Decir aquí que estamos en un proceso de profunda transformación, y que los críticos se detienen en los árboles que les impiden ver el bosque, trae consigo una ráfaga de descalificaciones en redes sociales. Me consta.

Pero resulta que quienes vemos ese movimiento que le va a cambiar la cara a México en los siguientes años o lustros, no estamos aislados. Así lo aprecian en otras latitudes, generalmente escépticas a todo lo que venga del gobierno de México, sea quien sea el inquilino de Los Pinos.

Ayer domingo se publicó en el principal diario de habla hispana, El País, una entrevista de cuatro páginas con el presidente Peña Nieto que remata con un editorial institucional que concluye en lo siguiente:

México “ha iniciado el camino de las reformas y creado extraordinarias expectativas internacionales. Es hora de mantener el rumbo del cambio, de no desfallecer en el esfuerzo y de mostrar al mundo que hay una vía mexicana al desarrollo y a la democracia”.

En la entrevista, el director editorial del Grupo Prisa (que edita El País), Javier Moreno, apunta que “esté uno a favor o en contra, lo cierto es que el cambio en México está siendo radical.
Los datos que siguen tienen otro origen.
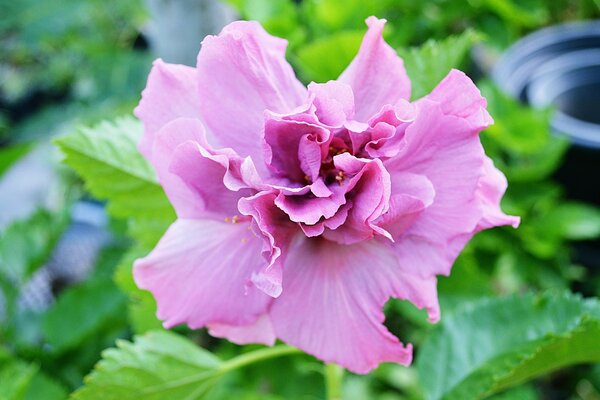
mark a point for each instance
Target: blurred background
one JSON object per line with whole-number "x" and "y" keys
{"x": 66, "y": 288}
Realmente hay que conocer la dificultad de los cambios legislativos en el país norteamericano, el hecho de que el PRI no disponga de la mayoría en ambas cámaras, el número y la importancia de las reformas propuestas, la extensión y la profundidad de los intereses afectados para comenzar a imaginar el perímetro de la tarea”.

Desde la dirección editorial de Prisa se observan dos ángulos que también hemos subrayado en éste y otros espacios: la política ha jugado un papel fundamental en el inicio de la transformación mexicana, al sumar acuerdos con partidos distintos al gobernante, en un contexto democrático.

Y segundo, se han afectado intereses de un poder titánico, a través de la reforma educativa y de los cambios constitucionales en telecomunicaciones. Éstos no se han quedado de brazos cruzados y desacreditan las transformaciones.

A diario vemos las reacciones del poderoso gremio magisterial en su expresión extremista que es la CNTE, que toma las calles, paraliza oficinas públicas y cierra carreteras en protesta porque les han quitado privilegios impresentables, como son la herencia de plazas y se establecieron concursos para que los maestros más aptos ocupen los puestos vacantes y accedan a las promociones.

También vemos, todos los días, la reacción del monopolio de las telecomunicaciones, que amenaza con hacerle la vida imposible al presidente, ahora y especialmente cuando deje de serlo.
Eso lo tiene claro Peña Nieto: el cambio “inevitablemente conlleva resistencias, porque trastoca intereses. Intereses económicos. Y siempre habrá resistencias al cambio”.

Javier Moreno le insiste al presidente en el costo político que tiene que pagar al trastocar ese orden que, en muchos sentidos, no ha permitido que el país avance. Le responde Peña Nieto: “mi compromiso como presidente de la República es con México. Es pensar en México y es hacer lo que a México le convenga para su presente y su futuro. No estoy pensando en una visión cortoplacista, porque eso limitaría mucho lo actual”.

La reformas son el camino para que México, al fin, despegue.
Y esas reformas no se defienden solas. Ahora la tarea política está en el Congreso y en los medios de comunicación, pero la verdadera aduana de las transformaciones será en las elecciones presidenciales de 2018. (Mañana seguiremos con el tema).